Не уходи
Шрифт:
— Да вы куда бледнее жены, — говорит мне Бьянка, возвращаясь к двери, чтобы поплотнее ее прикрыть.
Движения у нее быстрые, уверенные, она не чужда некой уравновешенной иронии. Она, по-видимому, не слишком высокого мнения о мужчинах, и я понимаю, почему Эльза так ее ценит. Я врач, мне следовало бы помогать ей куда лучше, но от курса акушерства у меня в голове мало что осталось, а кроме того, приближающееся событие имеет отношение не столько к медицине, сколько к природе. Именно природа сотрясает ее тело, заставляет его содрогаться так близко от моего. И я надеюсь, что все это законится скоро. Но вдруг, Анджела, меня охватывает страх — а если что-нибудь пойдет не так, как нужно… Твоя мать страдает, я поддерживаю ее лоб — и боюсь. Я двоедушный обманщик. У меня есть любовница, которую я не в силах забыть. Мы с ней прижили ребенка, и я дал ей от него избавиться, не шевельнув и пальцем. Этого ребенка пришлось бы производить на свет с точно таким же трудом, только вот он так и ушел в черноту погашенного монитора. Эльзу снова заставили лечь. На мониторе красные пики схваток сильно выросли. Она разводит ноги. Бьянка начинает свое обследование. Она вводит руку внутрь, поглубже; Эльза приподнимает голову и кричит. Шейка матки у нее раскрыта,
— Ну вот, полдела сделано, — говорит Бьянка, снимает латексную перчатку и выбрасывает ее в стальной контейнер. Эльза в этовремя вцепилась изо всех сил в черные руки акушерки, мощные, словно древесные стволы.
— Идите-ка посмотрите.
Я подхожу и смотрю. Половые органы твоей матери набухли, влагалище широкое и напряженное, его изнутри подпирает твоя головка. В середине там выглядывает что-то темненькое, это твои волосы, Анджела, та самая первая частица тебя, которую мне дано было увидеть.

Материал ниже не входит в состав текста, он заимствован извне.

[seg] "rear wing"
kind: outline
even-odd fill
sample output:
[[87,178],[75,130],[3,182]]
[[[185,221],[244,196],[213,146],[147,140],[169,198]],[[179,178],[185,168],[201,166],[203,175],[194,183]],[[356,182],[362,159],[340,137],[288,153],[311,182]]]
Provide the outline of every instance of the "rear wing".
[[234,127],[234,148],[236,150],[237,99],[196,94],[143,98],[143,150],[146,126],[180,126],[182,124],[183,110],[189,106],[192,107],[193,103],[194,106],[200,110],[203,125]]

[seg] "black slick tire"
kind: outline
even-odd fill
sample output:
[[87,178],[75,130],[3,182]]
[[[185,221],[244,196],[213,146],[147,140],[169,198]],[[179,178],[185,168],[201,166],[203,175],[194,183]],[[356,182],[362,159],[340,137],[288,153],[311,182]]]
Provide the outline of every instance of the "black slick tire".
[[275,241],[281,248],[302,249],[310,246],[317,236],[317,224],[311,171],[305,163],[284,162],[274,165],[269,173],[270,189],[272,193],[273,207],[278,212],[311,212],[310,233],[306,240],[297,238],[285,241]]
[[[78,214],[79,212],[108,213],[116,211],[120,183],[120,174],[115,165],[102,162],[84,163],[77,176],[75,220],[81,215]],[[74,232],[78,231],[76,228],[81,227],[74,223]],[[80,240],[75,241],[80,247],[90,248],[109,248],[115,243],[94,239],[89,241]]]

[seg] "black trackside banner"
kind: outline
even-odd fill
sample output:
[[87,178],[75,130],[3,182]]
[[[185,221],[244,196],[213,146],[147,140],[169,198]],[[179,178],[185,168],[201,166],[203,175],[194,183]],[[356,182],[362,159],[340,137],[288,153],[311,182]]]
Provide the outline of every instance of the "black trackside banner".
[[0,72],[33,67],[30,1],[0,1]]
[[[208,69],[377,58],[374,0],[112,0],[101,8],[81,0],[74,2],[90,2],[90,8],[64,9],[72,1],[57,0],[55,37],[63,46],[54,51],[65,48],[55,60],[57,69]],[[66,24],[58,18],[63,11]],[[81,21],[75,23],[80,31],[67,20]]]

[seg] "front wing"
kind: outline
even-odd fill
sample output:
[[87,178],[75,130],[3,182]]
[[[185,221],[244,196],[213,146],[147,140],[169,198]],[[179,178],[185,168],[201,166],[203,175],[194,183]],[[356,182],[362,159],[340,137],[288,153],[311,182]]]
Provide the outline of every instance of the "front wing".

Теперь самая пора и в родильную. Эльза ищет мою руку, сжимает изо всех сил. Бегом спешит сестра, подталкивая перед собой каталку, я с трудом удерживаю руку Эльзы. Прежде чем двинуться в родильную, она в изнеможении шепчет:
— Ты уверен, что хочешь это видеть?
Если говорить правду, то я вовсе в этом не уверен. Хоть я и хирург, а все же не хлопнусь ли я в обморок? Уж слишком большое впечатление производит на меня зрелище этой темненькой, рвущейся на божий свет головки на фоне обритого лобка жены, измазанного кровью. Я бы с удовольствием остался за дверью, происходящее меня пугает, оно поэтично и ужасно одновременно, но я понимаю, что отказываться нельзя, — для Эльзы очень важно, чтобы я там был. Вокруг нас пульсирует какая-то мощная сила, нутром я отмечаю ее таинственные вибрации. Некие ультразвуки запирают мою вполне взрослую особь в магическом кристалле, дающем начало новой жизни.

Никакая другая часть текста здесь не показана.